Whoever we are and whatever we’re doing, one thing’s constant — we’ve got a beating heart. That rhythm in your chest? It’s your body’s way of saying, “Yep, I’m alive.” But what should that beat sound like when you’re actually exercising?
Why Your Heart Rate Matters
During a workout, your heart pumps faster to deliver oxygen-rich blood to your muscles. That oxygen? It powers you through movement — be it lifting weights, going for a jog, or smashing a HIIT session.
If you’re fit, your heart gets this job done efficiently. It doesn’t need to beat like crazy to get the job done. But if you’re just getting started or not in the best shape, your heart’s going to work a bit harder — and that’s okay too. It’s a journey!
Understanding Resting and Max Heart Rate
Your Resting Heart Rate (RHR) is how fast your heart beats when you’re chill — like when you’re sleeping or lounging around. For most people, that’s between 60–100 bpm, but elite athletes often have a RHR of 40–50 bpm.
Your Maximum Heart Rate (MHR) is the upper limit of what your heart can handle during intense activity.
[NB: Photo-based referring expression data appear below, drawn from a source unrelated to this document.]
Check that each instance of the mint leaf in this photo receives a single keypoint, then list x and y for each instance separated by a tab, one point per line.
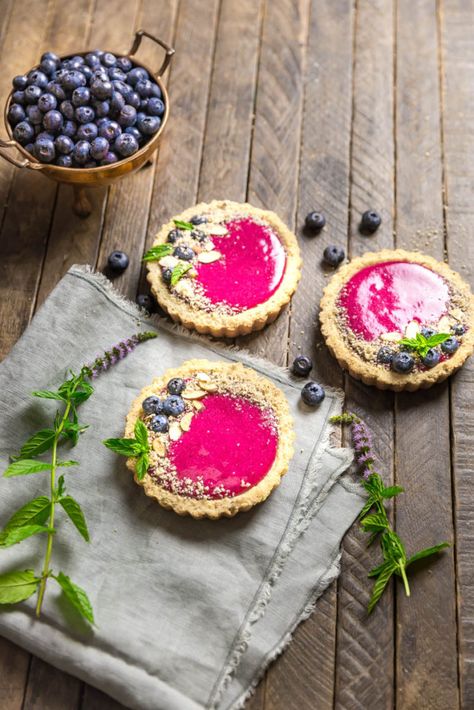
24	467
36	512
179	271
74	511
15	535
17	586
76	596
158	252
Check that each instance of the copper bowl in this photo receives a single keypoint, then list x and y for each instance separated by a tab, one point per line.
81	178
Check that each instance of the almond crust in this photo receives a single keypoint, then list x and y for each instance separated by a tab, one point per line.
371	373
212	323
228	507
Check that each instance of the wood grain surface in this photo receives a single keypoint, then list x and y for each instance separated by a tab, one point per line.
334	105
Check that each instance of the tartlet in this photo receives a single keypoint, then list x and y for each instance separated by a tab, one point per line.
398	320
220	446
243	266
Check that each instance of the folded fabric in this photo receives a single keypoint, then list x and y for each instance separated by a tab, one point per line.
188	612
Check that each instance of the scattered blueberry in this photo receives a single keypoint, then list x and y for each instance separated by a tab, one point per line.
403	363
315	221
173	405
118	261
312	394
302	365
370	222
333	255
450	346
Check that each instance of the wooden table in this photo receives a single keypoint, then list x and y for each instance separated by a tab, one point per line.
337	105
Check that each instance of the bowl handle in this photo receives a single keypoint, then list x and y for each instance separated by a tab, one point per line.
17	163
169	50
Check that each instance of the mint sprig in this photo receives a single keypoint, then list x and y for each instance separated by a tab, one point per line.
373	516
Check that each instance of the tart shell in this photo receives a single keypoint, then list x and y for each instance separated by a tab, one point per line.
244	322
371	373
230	506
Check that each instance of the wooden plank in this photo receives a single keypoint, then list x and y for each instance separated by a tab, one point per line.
364	658
425	670
457	55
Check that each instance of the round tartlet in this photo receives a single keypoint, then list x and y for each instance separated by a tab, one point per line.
245	267
225	451
377	300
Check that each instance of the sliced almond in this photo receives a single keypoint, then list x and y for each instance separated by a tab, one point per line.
208	257
185	422
175	431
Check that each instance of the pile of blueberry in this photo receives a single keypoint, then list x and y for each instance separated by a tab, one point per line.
162	409
82	112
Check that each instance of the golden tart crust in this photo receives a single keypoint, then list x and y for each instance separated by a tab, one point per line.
228	324
243	381
370	372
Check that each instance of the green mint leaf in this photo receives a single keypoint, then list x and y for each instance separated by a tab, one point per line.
379	586
427	552
74	511
24	467
142	465
141	435
46	394
76	596
16	535
125	447
37	444
158	252
184	225
179	271
36	512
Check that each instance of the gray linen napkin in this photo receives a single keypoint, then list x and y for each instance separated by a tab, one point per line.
188	613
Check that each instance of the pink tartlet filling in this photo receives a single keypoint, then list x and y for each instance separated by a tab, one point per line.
251	269
385	297
231	443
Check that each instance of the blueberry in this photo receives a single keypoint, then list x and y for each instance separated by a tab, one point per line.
64	144
84	114
110	130
403	363
20	82
23	132
152	405
450	346
173	405
32	94
176	385
53	120
159	423
312	394
81	152
155	107
101	89
302	365
99	148
126	145
385	355
145	301
333	255
47	102
370	222
148	125
16	113
127	116
38	78
183	252
315	221
431	358
44	150
118	261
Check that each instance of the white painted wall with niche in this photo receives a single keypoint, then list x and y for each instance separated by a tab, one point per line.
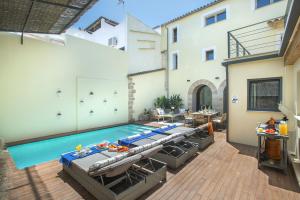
32	74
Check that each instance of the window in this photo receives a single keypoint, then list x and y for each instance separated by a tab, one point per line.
262	3
174	34
175	61
220	16
113	41
264	94
209	55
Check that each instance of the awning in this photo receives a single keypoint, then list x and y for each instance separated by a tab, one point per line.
41	16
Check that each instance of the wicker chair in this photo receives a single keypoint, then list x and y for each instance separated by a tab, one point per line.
199	120
220	122
188	119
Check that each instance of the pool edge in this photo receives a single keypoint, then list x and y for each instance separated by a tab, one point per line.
9	144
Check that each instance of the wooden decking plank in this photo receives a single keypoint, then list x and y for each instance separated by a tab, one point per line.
223	171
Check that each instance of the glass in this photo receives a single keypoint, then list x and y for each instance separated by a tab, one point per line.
221	16
283	129
264	94
210	20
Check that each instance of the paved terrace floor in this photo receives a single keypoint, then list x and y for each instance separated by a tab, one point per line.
223	171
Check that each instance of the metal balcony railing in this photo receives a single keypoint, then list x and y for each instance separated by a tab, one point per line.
259	38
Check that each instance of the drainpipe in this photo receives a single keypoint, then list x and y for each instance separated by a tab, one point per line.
167	67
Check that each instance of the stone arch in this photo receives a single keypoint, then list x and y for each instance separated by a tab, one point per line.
193	90
221	95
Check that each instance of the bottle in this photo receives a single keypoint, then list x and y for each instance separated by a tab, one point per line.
283	129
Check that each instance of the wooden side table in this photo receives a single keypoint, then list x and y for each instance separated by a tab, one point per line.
283	163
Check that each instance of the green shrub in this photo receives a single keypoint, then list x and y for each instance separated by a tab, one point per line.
166	103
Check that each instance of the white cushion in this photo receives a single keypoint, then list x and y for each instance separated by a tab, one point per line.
160	111
133	136
146	132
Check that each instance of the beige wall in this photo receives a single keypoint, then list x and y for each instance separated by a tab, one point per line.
193	38
147	88
242	123
31	74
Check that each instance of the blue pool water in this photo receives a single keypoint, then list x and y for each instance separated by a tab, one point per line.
34	153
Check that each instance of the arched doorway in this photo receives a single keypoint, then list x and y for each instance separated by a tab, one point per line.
203	97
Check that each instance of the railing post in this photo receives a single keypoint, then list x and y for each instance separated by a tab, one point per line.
229	44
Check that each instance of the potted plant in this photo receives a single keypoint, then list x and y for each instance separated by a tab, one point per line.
176	102
146	115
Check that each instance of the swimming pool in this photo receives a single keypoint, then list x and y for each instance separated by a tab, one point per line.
26	155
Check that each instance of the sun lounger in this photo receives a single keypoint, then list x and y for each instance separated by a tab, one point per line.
198	136
128	177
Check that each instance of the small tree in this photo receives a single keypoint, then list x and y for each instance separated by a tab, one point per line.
162	102
166	103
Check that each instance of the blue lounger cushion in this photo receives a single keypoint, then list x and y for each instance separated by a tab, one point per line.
130	141
67	158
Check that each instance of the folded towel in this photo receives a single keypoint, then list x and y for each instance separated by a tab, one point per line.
133	136
164	129
67	158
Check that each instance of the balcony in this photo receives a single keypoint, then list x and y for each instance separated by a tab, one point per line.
256	39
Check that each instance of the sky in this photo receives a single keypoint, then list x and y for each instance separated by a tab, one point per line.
151	12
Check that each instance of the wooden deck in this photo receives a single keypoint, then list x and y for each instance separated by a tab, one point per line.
223	171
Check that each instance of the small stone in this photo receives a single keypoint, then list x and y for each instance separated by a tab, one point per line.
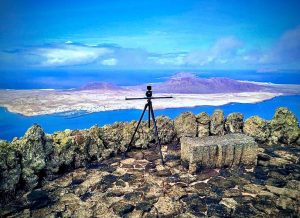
234	123
203	121
121	208
186	125
144	206
217	123
167	207
229	202
257	128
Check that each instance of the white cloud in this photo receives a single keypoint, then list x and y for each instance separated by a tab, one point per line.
70	55
221	52
109	62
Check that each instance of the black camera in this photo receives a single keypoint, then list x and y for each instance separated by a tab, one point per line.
149	92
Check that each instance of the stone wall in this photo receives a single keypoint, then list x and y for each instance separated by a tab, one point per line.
26	161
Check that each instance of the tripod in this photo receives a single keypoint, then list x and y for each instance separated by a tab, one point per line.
148	106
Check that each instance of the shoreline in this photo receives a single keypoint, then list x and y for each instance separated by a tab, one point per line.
95	101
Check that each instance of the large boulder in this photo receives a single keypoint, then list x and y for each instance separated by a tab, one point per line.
69	151
34	150
284	127
203	121
94	143
10	168
218	151
186	125
217	123
234	123
258	128
166	130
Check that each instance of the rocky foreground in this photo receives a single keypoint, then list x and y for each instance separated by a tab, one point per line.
82	173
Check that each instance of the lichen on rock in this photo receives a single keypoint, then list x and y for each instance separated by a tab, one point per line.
34	150
234	123
203	121
258	128
284	127
217	123
186	125
10	169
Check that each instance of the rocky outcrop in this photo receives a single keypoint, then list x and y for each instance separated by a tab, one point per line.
34	150
218	151
28	161
203	121
217	123
10	168
234	123
186	125
258	128
284	127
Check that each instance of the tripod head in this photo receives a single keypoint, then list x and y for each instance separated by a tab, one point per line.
148	95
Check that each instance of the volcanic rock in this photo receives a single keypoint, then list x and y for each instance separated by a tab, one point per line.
218	151
10	169
34	149
186	125
257	128
234	123
203	121
284	127
217	123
A rough estimate? 220 minus your age.
Why Track It?
Tracking your HR gives you insight into your fitness, stress, recovery, and overall health. A consistently high RHR might signal stress, illness, or overtraining. A wearable (like a smartwatch or chest strap) makes it super easy to keep an eye on it.
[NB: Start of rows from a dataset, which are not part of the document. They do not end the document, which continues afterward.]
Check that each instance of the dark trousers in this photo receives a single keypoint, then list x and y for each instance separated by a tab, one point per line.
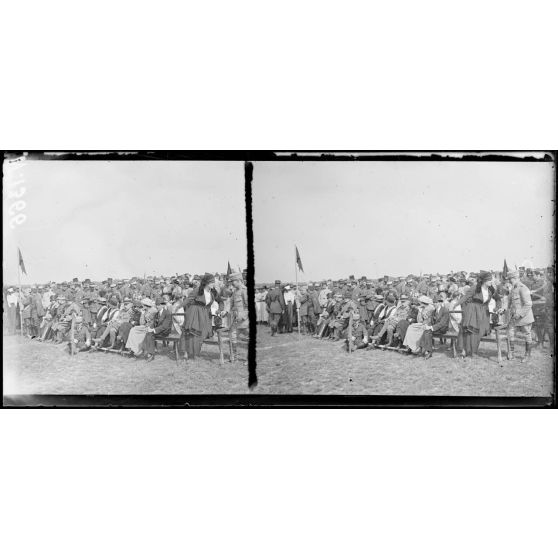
193	345
288	317
312	320
149	343
471	342
274	322
11	320
124	331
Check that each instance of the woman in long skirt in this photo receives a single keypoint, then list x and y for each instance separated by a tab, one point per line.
475	322
415	331
137	333
197	318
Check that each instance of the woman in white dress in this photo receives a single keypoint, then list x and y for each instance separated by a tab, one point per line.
415	331
137	333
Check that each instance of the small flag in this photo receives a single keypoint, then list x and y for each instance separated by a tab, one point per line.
298	260
21	264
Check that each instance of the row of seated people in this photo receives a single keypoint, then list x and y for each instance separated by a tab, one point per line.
405	323
131	325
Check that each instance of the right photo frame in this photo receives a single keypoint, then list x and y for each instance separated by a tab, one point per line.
418	275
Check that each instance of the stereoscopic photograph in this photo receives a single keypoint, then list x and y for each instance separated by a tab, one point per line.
123	276
424	277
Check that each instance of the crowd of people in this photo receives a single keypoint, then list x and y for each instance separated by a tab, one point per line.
128	315
406	312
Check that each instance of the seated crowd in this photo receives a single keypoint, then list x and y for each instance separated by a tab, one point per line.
123	315
405	313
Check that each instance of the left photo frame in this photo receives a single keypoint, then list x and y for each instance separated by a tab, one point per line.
125	278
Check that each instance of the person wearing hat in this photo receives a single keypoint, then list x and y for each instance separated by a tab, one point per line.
12	301
521	315
377	313
290	301
416	330
439	323
197	317
137	333
275	304
161	326
86	313
82	336
359	337
400	312
379	326
261	309
410	318
323	296
116	320
64	314
238	312
305	308
111	313
475	323
314	308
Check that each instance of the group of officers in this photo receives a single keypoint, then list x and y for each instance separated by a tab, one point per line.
383	312
120	314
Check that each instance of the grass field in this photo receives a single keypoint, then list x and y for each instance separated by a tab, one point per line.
288	364
42	368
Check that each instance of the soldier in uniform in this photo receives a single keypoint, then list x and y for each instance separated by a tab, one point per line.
521	315
82	336
359	334
275	306
238	311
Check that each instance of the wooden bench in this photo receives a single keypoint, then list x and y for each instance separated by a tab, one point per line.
173	338
499	336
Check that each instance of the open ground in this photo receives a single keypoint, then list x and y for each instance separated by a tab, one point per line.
289	364
30	367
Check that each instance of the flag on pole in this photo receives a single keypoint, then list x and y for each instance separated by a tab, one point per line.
21	264
298	260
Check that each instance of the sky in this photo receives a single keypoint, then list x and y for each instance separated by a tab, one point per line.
399	218
100	219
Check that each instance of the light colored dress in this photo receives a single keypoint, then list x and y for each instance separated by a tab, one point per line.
261	307
138	333
415	331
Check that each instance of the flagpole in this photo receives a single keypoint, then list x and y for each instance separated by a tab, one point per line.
297	295
20	297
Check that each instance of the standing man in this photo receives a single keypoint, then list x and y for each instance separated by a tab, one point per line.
12	299
289	298
521	314
238	311
275	306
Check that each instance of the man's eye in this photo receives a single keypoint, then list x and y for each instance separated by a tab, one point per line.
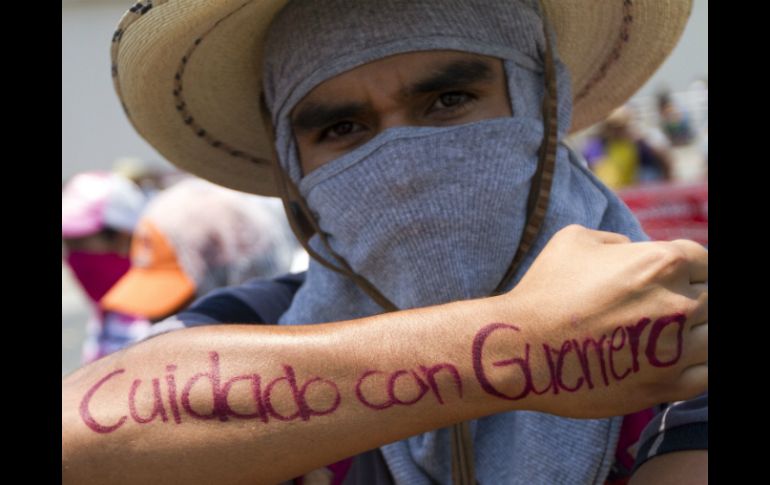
340	130
451	100
451	104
Trainer Alina Cox explains:
“I once noticed my heart rate was higher than usual at rest — and sure enough, I came down with a cold the next day.”
See? Your heart’s like an early warning system.
When Heart Rates Go Off Track
- Too High: Constantly training above 90% of your MHR can lead to injury, fatigue, or dehydration. If your HR stays elevated well after your workout, something might be off.
- Too Low: A RHR below 40 bpm (if you’re not a trained athlete) might signal bradycardia, which could make you feel dizzy or fatigued. Not ideal.
If anything feels wrong, don’t guess — check in with a professional.
Ideal Heart Rate Zones (Based on Exercise Type)
Trainer Adam Enaz shares the following:
- Walking / Light Cycling: 50–60% of MHR
- Steady Running: 60–75%
- Weightlifting: 60–80%
- HIIT / Sprints: 80–95%
If your numbers are way off, that’s a signal to adjust your intensity, or get advice from a personal trainer.
How to Improve Your Heart Rate Over Time
Good news — consistent training can lower your resting heart rate and improve heart efficiency.
What works best?
- Endurance exercises: running, swimming, rowing, cycling
- HIIT workouts: short bursts of high intensity
Cox suggests tracking your progress every few weeks. If you’re consistent, you’ll notice your resting HR gradually going down.
Quick Tips to Lower Your HR While Working Out
- Breathe smart: Deep breaths in through your nose, out through your mouth
- Warm-up properly: Get the blood flowing gradually
- Eat right: Fuel up with good carbs like fruits or whole grains 2-3 hours pre-workout
- Hydrate: Dehydration = higher heart rate
- Get enough sleep: 7–9 hours does wonders for recovery and HR control
Trainer Enaz also swears by nasal breathing during workouts to keep your heart rate steady.
Whether you’re doing battle ropes or brisk walking, understanding your heart rate helps you train smarter — not just harder. So strap on that fitness tracker, and get to know your heart a little better.